Sidebar: Terminology confusion

A crawler can be configured to revisit a web page, but that has some serious limitations. A connector works around the limitations of the crawler, and is used to keep the search engine index updated all of the time. However, SMILA and the Aperture project use different terminology. SMILA defines both crawlers and connectors as connectors, of different types. It calls a "connector" a agent. The Aperture project provides crawlers for SMILA. They are called using a CrawlerHandlerBase class. Depending upon how its implemented that class could be a simple management shell that also calls a extractor to get the full text and/or metadata for a file format or it could be a connector. The reason why this matters is that when SMILA states it provides a connector its not always clear whether thats a crawler or a connector.

Search criteria

SMILA uses Lucene but doesn't appear to support the full Lucene search criteria. If you enter keywords it will implicitly AND them. Wild card, fuzzy and proximity searches also work, but Boolean operators don't. This is probably just a configuration specific bug since there is no obvious reason for them to restrict the functionality.

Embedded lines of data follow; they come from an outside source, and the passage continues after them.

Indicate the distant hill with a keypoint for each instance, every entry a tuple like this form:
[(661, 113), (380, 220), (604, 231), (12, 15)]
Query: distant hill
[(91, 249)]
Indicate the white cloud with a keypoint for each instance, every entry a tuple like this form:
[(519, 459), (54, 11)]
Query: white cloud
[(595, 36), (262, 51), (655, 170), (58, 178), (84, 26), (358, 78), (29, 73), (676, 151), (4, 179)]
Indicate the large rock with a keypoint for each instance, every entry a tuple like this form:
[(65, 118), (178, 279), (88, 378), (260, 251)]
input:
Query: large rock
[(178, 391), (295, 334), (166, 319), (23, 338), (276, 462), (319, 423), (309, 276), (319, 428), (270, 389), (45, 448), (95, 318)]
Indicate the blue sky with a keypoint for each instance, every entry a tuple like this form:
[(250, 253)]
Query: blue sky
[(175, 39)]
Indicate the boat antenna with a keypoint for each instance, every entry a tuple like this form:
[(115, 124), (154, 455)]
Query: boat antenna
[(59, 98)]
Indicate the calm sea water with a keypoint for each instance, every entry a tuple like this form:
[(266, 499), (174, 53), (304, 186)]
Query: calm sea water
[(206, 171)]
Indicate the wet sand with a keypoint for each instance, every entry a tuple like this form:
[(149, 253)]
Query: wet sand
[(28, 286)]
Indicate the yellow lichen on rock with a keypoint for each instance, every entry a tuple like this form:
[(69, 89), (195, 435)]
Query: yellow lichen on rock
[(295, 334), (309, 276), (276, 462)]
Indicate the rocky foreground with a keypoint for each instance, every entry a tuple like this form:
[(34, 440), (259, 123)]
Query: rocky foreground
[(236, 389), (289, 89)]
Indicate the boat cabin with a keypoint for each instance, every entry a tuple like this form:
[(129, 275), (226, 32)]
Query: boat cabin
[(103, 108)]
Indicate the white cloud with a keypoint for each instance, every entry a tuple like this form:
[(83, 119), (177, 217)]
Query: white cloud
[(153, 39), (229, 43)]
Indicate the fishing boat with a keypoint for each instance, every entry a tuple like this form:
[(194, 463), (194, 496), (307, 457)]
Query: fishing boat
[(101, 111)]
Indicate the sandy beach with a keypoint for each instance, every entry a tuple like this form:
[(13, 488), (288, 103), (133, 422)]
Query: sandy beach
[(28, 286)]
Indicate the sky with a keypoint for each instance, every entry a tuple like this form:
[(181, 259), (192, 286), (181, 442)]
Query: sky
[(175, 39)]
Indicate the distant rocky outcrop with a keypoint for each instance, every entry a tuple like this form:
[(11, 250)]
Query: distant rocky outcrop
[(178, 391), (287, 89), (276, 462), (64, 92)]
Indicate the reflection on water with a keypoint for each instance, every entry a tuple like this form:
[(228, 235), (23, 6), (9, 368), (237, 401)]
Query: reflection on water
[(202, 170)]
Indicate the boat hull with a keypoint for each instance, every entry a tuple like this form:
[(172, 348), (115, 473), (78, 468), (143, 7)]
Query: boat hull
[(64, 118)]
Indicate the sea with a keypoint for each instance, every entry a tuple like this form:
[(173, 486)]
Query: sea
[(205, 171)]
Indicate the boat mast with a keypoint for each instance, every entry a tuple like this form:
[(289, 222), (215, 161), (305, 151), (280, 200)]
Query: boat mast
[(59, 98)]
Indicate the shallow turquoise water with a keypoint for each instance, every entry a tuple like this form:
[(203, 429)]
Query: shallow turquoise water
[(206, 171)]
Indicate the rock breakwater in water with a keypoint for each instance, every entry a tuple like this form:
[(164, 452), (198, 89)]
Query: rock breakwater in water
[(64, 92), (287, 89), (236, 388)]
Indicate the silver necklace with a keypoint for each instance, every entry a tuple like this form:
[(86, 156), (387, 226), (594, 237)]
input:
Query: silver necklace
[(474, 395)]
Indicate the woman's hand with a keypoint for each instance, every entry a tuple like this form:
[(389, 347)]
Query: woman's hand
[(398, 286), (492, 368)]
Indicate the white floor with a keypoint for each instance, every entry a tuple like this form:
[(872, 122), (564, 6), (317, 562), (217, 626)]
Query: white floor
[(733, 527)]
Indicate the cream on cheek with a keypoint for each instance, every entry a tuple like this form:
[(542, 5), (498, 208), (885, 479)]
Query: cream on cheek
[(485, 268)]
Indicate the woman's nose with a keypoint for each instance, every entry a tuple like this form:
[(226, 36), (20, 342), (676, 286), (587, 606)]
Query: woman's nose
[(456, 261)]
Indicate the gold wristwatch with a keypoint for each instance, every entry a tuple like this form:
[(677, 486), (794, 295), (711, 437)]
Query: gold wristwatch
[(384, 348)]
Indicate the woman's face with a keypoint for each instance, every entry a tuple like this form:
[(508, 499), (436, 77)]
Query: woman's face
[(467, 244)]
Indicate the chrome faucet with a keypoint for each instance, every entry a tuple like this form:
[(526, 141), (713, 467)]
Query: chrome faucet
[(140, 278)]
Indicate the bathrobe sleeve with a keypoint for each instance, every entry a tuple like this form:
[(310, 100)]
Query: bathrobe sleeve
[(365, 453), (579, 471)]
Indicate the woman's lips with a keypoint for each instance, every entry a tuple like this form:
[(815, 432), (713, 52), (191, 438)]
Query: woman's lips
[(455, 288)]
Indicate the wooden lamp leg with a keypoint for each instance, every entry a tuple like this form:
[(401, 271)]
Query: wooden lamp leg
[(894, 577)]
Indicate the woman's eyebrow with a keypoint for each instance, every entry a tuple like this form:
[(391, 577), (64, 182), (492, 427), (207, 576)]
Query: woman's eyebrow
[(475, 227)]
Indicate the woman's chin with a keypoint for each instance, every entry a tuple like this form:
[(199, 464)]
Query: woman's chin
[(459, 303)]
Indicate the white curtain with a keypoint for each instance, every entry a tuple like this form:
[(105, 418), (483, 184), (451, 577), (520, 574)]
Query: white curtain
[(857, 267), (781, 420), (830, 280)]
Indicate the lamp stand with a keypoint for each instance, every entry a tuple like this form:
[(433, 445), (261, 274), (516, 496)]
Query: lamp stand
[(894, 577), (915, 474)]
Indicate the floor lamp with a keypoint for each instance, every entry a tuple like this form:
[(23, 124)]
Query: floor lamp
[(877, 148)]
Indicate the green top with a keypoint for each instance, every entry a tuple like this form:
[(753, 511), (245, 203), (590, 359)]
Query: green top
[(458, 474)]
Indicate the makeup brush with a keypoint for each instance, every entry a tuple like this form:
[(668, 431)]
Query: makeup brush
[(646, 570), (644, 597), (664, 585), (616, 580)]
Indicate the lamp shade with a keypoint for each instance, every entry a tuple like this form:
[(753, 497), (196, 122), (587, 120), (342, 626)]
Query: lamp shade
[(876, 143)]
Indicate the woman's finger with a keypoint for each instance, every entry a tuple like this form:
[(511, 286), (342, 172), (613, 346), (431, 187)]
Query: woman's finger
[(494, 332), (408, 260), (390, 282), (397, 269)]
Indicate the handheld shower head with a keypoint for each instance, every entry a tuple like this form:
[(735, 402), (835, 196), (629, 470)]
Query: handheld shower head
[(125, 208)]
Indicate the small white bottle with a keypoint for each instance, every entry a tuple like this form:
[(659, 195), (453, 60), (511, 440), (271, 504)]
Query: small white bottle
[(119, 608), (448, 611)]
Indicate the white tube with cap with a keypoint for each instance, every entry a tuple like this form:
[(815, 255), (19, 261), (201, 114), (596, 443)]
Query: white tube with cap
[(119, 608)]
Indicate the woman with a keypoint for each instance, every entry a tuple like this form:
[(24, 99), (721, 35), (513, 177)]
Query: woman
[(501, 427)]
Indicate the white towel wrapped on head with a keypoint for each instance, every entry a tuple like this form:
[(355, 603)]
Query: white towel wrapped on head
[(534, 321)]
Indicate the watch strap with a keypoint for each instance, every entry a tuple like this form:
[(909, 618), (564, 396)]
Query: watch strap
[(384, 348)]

Click here to view a screenshot.

Customizing

SMILA's architecture is very componentized. For example you can:

Add a BPEL service (add a web service)
Add data source connectors (crawlers/agents)
Replace core components
Create your own distribution or embed SMILA in another application.

The developers claim a simple crawler can be added in about one hour.

The simplest way to add new functionality is to call a web service. However, the DOM object that the BPEL work flow would use defaults to only having record ids, which prevents it from accessing all of the data. That can be worked around by adding some filter rules but the recommended way is to create a pipelet (a reusable POJO component) that runs in the same OSGi runtime as the BPEL workflow engine. See How to integrate a component in SMILA for more information.

Summary

In some ways SOLR and SMILA are opposites, despite both being open source enterprise search projects based on Lucene. SOLR has a robust community and is mature, but it has no integrated crawler and is inherently tied to Lucene. SMILA has no community, provides a packaged solution that includes crawlers and connectors, provides a vendor neutral way to search unstructured data, and uses a extendable framework that is so componentized that it might be possible to replace Lucene.

It’s too early to tell how useful or successful SMILA will be. If it becomes the standard that its backers hope, it would create significant competition for companies selling solutions based on expensive high-margin search technologies, and create a new market. If it doesn't do much more than survive in its current niche, that would still provide a open source enterprise search engine with integrated crawlers, good packaging and commercial backing for its continued development/maintenance.

The ability to buy a customized, installed and configured search application from a open source repackager has been creating pressure on the prices of traditional vendors. SMILA should create additional pressure, though its impact will depend upon how popular it becomes.

Resources

There are some additional resources that are useful in learning more about SMILA. A good starting point would be to browse the SMILA wiki and then the Eccenca Foundation blog. Many of the SMILA specifications are technical proposals and/or discussions rather than actual specifications, but they're starting to get more frequently updated.